The Grafana service is running on mardec, you can access it from the CPPM network directly using the following URL: http://mardec.in2p3.fr:3000.

However, you need to set up SSH port forwarding to access it from any other network.

ssh -L 3000:localhost:3000 mardec.in2p3.fr
  • Leave this terminal window open during your session
  • Then open your browser and visit http://localhost:3000

Login Credentials

Use the following login:

Username: decuser
Password: (sent to you by email)

If you’ve lost the password, just ask the admin (nicely 😄).

Available Dashboards

Once logged in, you'll see:

  • All Nodes: CPU & Memory Usage
    → Live CPU & memory usage for all nodes in a single panel http://mardec.in2p3.fr:3000/goto/T3oMR9TNR?orgId=1

  • DEC Disk Usage Overview
    → Disk usage across all DEC disks http://mardec.in2p3.fr:3000/goto/5IjxRrTHg?orgId=1

  • DEC Memory Errors
    → Live edac errors for all nodes http://mardec.in2p3.fr:3000/goto/6UfV5CANR?orgId=1

(replace mardec.in2p3.fr with localhost in the URL if you are using SSH port forwarding)
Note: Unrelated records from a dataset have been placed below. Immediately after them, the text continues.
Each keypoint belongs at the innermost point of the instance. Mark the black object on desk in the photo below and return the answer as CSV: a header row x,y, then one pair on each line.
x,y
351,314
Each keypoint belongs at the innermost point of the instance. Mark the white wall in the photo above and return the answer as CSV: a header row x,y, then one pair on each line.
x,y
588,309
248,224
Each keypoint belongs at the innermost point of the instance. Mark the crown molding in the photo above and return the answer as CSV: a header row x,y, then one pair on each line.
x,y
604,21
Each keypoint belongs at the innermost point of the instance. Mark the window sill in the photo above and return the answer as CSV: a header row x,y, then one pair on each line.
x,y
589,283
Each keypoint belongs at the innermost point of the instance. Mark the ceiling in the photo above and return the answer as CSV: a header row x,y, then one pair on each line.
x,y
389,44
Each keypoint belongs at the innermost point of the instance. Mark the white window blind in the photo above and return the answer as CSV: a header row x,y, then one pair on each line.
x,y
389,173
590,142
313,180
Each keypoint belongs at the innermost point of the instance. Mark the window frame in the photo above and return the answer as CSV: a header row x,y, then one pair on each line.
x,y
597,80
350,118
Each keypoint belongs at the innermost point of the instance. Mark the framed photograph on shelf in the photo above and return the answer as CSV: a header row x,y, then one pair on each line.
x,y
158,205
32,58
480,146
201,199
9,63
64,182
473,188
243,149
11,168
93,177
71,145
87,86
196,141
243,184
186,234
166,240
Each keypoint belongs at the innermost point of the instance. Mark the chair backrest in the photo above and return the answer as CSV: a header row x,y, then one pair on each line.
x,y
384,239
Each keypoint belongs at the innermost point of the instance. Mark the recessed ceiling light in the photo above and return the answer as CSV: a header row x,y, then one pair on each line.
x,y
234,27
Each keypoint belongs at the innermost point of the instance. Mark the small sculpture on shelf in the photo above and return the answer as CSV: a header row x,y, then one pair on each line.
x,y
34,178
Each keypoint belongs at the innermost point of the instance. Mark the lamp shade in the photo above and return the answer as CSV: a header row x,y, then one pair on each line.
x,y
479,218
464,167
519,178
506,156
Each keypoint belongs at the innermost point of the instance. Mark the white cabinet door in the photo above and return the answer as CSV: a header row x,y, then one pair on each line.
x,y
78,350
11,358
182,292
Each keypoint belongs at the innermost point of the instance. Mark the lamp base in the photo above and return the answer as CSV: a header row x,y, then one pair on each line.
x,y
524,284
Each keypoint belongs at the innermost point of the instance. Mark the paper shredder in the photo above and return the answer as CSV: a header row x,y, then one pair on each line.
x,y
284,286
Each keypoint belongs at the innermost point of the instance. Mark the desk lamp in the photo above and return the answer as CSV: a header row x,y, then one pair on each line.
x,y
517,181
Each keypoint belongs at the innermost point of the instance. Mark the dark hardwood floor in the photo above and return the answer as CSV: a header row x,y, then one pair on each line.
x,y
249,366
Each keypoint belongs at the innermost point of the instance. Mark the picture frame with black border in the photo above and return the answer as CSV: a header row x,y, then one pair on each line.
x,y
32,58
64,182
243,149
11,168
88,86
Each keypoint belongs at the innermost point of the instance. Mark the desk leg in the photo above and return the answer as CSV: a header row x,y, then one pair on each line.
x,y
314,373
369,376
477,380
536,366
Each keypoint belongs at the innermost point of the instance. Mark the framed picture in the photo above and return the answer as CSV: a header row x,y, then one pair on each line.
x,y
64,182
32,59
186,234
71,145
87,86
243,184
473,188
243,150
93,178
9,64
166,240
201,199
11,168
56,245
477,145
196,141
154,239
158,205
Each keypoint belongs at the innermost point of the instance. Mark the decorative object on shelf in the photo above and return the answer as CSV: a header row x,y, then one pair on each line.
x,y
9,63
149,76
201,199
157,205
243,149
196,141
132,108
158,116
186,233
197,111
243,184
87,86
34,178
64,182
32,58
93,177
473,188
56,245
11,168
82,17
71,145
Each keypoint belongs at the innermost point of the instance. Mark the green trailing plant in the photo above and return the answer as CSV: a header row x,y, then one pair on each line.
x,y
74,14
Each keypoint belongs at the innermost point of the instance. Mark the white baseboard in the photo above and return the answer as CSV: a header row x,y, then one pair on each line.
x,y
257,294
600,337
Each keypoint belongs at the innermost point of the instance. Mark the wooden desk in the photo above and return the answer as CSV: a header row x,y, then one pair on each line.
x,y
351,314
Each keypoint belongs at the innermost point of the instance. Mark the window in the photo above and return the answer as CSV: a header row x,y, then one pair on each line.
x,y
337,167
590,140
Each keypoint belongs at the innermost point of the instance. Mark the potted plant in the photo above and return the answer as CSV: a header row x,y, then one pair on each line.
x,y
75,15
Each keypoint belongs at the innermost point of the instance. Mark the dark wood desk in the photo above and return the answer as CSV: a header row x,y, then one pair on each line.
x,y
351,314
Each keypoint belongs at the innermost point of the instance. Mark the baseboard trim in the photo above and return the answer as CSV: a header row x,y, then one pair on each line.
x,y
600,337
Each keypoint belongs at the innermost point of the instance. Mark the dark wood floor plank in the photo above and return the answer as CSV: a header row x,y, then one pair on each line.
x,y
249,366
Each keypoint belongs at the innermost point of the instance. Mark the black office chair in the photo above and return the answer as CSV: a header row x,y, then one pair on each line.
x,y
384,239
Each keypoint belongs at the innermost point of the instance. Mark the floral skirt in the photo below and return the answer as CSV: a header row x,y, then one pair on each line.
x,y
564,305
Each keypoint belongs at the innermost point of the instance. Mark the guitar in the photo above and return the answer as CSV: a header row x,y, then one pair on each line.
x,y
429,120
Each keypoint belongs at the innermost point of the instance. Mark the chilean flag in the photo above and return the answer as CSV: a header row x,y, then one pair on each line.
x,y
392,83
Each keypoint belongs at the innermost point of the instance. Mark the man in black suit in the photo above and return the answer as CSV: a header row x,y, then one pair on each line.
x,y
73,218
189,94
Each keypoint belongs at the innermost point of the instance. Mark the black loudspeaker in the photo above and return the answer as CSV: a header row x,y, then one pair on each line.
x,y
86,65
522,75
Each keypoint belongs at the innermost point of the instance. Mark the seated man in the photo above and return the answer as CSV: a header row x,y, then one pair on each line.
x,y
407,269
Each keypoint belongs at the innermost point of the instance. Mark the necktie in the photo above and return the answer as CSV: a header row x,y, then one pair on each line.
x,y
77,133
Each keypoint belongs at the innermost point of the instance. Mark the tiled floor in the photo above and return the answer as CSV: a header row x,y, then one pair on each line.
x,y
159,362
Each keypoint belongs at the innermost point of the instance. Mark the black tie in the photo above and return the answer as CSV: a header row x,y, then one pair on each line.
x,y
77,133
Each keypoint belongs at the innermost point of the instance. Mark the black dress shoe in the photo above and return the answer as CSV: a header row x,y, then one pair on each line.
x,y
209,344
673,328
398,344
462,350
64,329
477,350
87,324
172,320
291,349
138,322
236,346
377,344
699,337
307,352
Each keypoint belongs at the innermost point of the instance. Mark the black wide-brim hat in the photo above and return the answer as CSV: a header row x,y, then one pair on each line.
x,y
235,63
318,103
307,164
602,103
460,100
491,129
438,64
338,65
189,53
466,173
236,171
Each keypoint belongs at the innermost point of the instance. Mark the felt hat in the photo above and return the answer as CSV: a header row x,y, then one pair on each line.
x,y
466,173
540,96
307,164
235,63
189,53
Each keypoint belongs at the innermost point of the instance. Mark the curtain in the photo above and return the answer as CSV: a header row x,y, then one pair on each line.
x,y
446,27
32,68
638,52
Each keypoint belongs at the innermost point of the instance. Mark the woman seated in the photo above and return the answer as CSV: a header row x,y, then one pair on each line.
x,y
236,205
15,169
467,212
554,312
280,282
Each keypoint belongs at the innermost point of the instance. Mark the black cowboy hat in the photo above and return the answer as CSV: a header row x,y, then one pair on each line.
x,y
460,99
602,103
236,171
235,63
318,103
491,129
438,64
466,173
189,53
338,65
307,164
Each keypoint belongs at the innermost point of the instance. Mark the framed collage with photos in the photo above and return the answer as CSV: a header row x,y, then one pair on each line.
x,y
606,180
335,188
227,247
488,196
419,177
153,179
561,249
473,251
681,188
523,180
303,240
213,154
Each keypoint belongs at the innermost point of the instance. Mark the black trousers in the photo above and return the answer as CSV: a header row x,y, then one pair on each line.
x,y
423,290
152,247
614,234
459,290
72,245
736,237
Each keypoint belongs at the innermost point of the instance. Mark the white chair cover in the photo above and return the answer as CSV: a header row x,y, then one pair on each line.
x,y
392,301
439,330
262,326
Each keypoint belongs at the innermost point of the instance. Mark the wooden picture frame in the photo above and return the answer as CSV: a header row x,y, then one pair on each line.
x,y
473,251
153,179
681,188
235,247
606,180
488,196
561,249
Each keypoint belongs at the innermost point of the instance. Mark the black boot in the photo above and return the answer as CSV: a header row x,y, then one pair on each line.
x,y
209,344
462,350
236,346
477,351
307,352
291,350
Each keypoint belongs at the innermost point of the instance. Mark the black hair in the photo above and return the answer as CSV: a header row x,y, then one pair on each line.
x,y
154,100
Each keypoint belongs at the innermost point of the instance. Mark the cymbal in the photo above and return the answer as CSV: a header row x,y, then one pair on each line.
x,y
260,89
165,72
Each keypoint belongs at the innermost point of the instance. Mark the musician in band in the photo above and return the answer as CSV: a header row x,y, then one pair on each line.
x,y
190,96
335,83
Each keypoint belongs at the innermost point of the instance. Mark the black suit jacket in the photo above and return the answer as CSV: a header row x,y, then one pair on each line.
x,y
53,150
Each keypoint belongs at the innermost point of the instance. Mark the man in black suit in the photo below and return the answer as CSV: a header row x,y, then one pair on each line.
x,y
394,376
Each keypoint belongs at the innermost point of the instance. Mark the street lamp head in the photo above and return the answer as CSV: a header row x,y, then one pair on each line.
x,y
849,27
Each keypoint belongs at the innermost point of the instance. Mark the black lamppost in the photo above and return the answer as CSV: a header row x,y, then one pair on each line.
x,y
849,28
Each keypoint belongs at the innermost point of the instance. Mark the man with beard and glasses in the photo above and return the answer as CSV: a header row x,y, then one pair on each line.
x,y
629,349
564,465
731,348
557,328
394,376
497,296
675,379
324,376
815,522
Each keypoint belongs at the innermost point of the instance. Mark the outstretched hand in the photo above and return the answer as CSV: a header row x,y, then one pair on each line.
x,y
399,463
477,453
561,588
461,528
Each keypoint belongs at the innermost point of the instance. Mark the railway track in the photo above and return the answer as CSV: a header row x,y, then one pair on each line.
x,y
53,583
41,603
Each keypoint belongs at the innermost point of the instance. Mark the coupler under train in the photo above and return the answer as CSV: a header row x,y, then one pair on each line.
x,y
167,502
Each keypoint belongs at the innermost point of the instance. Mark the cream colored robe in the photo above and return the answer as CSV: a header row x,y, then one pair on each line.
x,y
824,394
Command Line Monitoring Tools

CPU Load Monitoring

Check CPU usage across the cluster with the script /softdec/tools/mardec_load.sh

Usage:

/softdec/tools/mardec_load.sh [par]

Parameters: - none (default): Gives the CPU load of nodes and create the machinefile for mpiexec with 1 thread per node - number: Specify number of threads for the machinefile (default = 1)

Memory Usage Monitoring

Check memory usage across the cluster with /softdec/tools/mardec_mem.sh

Usage:

/softdec/tools/mardec_mem.sh [par]

Parameters: - none (default): Gives the memory usage of nodes and create the machinefile for mpiexec with 1 thread per node - number: Specify number of threads for the machinefile (default = 1)